The hospitalization time in the hydrostatic group was shorter than the pneumatic group in this study. The difference was statistically significant (p < 0.05). The warm saline helps to discharge the intestinal contents, which reduces the absorption of toxins, relieves fever after the reduction, and shortens the hospitalization time. 14 These advantages promote the application of ultrasound-guided hydrostatic reduction. Ultrasound scanning can monitor the process of reduction, evaluate the blood supply of the intussusception and the degree of ileocecal valve edema, and detect other abdominal diseases. 14 In this study, the recurrence rate in the hydrostatic group (4.4%; 5/119) was lower than in the pneumatic group (5.3% 11/245) and lower than that reported in the literature, which may be related to the small sample size of recurrent children in this study. 7
In this study, the age span of the children treated was large. With the maximum age being 168 months, the average age of the children was higher. The age composition ratio between the two groups was not compared, and we will discuss it in our future work. In addition, we will expand the sample cases in the future study to go beyond 48 h of presentation time and increase the number of cases.
Conclusion
This study shows that the new-type ultrasound-guided hydrostatic reduction with automatic pressure regulation and safety control is superior to pneumatic reduction in terms of rate of reduction and a shortened hospital stay. It is effective, safe, and avoids radiation exposure. It can be used as the first choice for nonsurgical reduction of intussusception and is worthy of clinical promotion.
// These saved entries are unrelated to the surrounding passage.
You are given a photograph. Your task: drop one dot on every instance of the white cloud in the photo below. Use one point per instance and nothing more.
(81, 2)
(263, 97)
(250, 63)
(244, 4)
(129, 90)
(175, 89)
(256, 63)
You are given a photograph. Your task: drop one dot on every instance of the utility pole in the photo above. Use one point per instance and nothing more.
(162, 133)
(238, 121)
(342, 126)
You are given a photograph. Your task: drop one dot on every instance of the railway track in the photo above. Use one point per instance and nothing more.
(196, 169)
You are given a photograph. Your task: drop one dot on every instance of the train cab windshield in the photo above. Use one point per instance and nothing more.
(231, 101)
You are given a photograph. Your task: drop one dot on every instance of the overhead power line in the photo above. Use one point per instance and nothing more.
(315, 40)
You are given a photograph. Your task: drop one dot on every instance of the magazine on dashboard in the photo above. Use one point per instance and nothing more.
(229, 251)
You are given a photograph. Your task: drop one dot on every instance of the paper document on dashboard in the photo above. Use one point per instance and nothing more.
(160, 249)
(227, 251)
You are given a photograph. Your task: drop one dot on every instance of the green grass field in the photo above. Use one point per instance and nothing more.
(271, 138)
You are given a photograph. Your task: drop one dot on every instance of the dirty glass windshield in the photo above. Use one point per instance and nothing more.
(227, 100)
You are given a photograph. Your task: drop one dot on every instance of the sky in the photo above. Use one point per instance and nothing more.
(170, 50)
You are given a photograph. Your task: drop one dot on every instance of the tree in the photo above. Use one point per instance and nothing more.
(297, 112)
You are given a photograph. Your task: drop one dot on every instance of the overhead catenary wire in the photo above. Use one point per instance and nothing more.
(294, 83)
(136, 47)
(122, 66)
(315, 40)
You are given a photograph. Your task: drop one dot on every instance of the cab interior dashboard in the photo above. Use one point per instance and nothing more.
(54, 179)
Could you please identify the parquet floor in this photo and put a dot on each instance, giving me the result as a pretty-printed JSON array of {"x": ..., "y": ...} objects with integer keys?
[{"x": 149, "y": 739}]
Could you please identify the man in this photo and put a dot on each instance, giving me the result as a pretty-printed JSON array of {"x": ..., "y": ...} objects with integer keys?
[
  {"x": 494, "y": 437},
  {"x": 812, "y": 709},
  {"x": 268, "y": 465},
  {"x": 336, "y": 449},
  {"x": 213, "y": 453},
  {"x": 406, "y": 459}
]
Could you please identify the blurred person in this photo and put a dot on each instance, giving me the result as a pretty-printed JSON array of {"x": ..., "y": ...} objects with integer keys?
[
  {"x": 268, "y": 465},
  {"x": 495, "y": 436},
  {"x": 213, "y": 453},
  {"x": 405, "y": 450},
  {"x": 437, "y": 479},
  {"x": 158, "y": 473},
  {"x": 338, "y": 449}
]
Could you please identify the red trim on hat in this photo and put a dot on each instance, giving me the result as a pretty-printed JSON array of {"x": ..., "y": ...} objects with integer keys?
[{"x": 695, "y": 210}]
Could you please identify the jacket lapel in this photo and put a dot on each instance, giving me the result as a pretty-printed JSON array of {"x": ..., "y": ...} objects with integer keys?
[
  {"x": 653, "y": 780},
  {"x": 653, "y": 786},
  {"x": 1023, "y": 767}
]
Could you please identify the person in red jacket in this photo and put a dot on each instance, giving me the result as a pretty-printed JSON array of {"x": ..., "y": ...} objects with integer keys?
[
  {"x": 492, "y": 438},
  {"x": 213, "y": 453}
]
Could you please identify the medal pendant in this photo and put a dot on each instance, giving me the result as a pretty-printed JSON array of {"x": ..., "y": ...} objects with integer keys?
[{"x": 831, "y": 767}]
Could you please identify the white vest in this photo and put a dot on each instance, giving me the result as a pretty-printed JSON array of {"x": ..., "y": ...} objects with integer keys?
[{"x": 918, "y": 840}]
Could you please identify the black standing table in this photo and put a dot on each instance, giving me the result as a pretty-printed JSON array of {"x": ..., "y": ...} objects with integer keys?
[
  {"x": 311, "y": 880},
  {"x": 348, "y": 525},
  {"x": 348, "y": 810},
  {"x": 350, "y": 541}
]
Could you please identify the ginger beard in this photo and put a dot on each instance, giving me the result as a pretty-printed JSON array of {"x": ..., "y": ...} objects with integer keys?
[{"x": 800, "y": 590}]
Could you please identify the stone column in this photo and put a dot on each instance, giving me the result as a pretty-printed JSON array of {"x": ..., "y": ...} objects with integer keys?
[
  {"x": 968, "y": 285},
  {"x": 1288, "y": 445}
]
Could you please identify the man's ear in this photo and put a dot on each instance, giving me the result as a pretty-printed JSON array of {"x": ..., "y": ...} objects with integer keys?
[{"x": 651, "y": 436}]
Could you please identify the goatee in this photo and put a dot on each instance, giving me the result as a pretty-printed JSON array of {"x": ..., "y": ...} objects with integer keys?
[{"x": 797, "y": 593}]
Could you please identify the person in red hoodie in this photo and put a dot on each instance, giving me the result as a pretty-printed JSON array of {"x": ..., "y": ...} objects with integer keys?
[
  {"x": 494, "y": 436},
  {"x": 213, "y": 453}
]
Compliance with ethical standards
The authors declare that they have no conflicts of interest Informed consent was obtained from all participants included in the study. All the procedures performed involving human participants were in accordance with the ethical standards of the institutional and/or national research committee and with the 1964 Helsinki Declaration and its later amendments or comparable ethical standards. The study was approved by the Ethics Committee of the First Affiliated Hospital of Zhengzhou University.
Footnotes
Declaration of conflicting interests
The author(s) declared no potential conflicts of interest with respect to the research, authorship, and/or publication of this article.
Funding
The author(s) disclosed receipt of the following financial support for the research, authorship, and/or publication of this article: This work was supported by the National Natural Science Foundation of China (grant number 81902471), Key Scientific Research Projects of Higher Education Institutions in Henan Province(20B320023),Joint Co-construction Project of Henan Provincial Medical Science and Technology Research Plan (LHGJ20200323) and Provincial and Ministry Co-construction Project of Henan Provincial Medical Science and Technology Research Plan(SB201904003).